A sleeping giant awaits warmer temperatures

LAKEPORT, Ca. — The Elite Series is tickling the nose of a sleeping giant.

After two practice sessions Monday and Tuesday that Bassmaster Classic champion Kevin VanDam described as “so brutal I can’t believe it,” most of the 93 anglers leaving the Willow Point Park launch on Clear Lake, Ca., Wednesday for the final day of practice for the 2010 Golden State Shootout sound like they’ve been snake-bitten. It’s been that tough.

“I think most of us would rather be back on the Delta,” Denny Brauer joked Tuesday after practice. “I’ve thrown that swimbait 1,000 miles and don’t have a thing to show for it.”

Or, as VanDam put it: “It can’t get any tougher than this.”

Oh, but how quickly that could change.

This 43,000-acre lake located 160 miles northwest of Sacramento has been locked down in a late-winter funk, thanks to an early-March temperature dip that brought nighttime lows into the high 20s last week.
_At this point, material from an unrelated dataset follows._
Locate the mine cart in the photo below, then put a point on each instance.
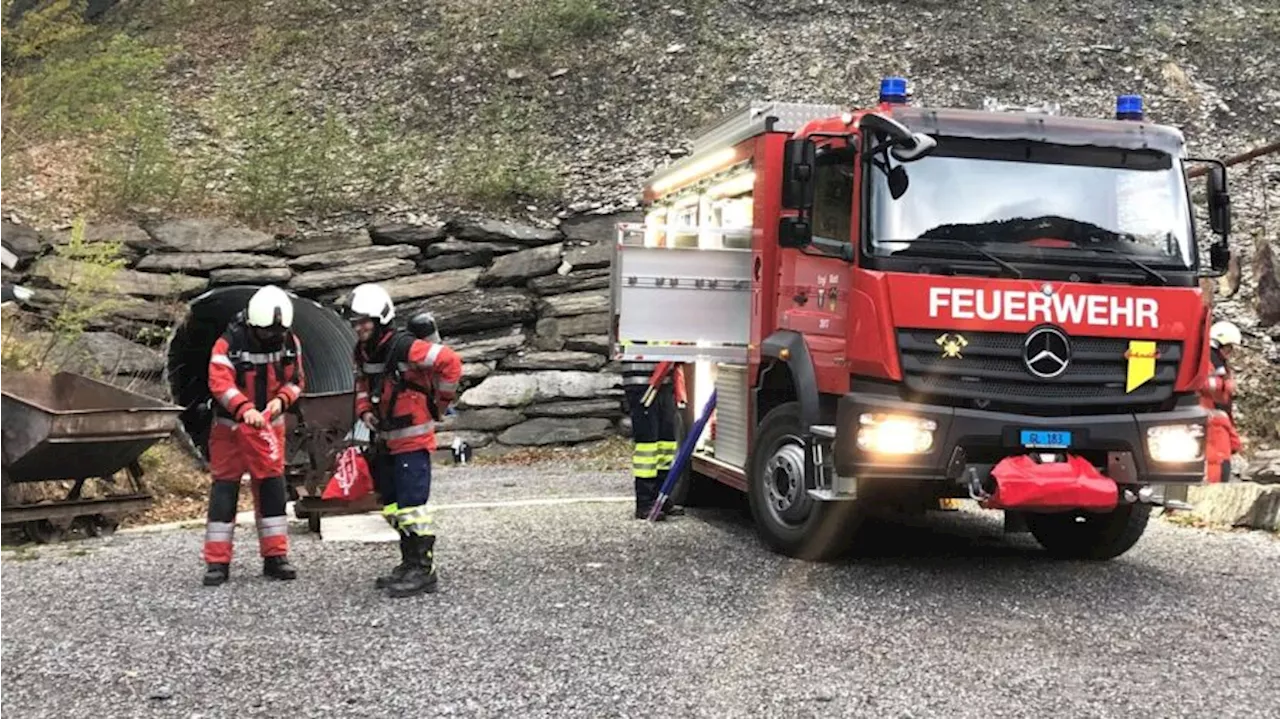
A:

Water temperatures consequently took a plunge, dropping into the high 40s and putting the emergency brake on the pre-spawn schedule of the largemouth population in northern California’s most revered big-bass lake.

Golden State Shootout: Anglers meeting

It’s almost a mirror image of what happened last week on the California Delta, when a series of high-pressure systems and unsettled, cold weather produced a tough, unpredictable bite. And it’s also the polar opposite of 2007, the last time VanDam, Brauer and the Elite pros tangled with Clear Lake’s 5- to 10-pound class of Florida-strain largemouth.
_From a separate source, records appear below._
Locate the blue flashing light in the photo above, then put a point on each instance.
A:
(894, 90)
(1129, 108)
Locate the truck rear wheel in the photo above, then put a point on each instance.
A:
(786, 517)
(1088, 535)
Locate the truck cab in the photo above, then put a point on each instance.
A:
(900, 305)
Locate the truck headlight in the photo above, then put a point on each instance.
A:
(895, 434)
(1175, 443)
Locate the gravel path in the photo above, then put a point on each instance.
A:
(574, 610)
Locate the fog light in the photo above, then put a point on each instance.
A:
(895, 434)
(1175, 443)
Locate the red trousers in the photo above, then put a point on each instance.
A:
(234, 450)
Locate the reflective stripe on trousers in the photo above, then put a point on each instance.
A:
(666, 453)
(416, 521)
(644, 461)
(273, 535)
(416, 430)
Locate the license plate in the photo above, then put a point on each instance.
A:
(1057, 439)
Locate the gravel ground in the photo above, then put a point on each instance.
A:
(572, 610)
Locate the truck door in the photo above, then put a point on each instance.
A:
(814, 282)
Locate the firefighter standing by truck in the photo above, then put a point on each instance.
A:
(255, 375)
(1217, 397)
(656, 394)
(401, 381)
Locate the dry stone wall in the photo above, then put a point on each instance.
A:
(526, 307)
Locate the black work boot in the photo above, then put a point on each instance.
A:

Back then, Steve Kennedy obliterated BASS’ all-time four-day total weight with 122 pounds, 14 ounces of largemouth, a performance that included one day where his fish averaged 8 pounds. Seven anglers broke the 100-pound mark at that event, and 11 caught 90 pounds or more in one of the biggest slugfests in Elite Series history.

Kennedy’s record was subsequently reset at Falcon Lake, but the 2007 Shootout established Clear Lake in most Elite pros’ minds as one of the best largemouth fisheries in the world.

And that’s exactly why frustration has crept in during practice.

“You know they live here,” VanDam said. “The big thing is, when we were here a couple of years ago, it was unreal, and that’s what your expectations are. You know it’s a good lake and that there are some big fish here. It’s just one of those deals: It’s not fishing well, but you know better. You know what it can produce.”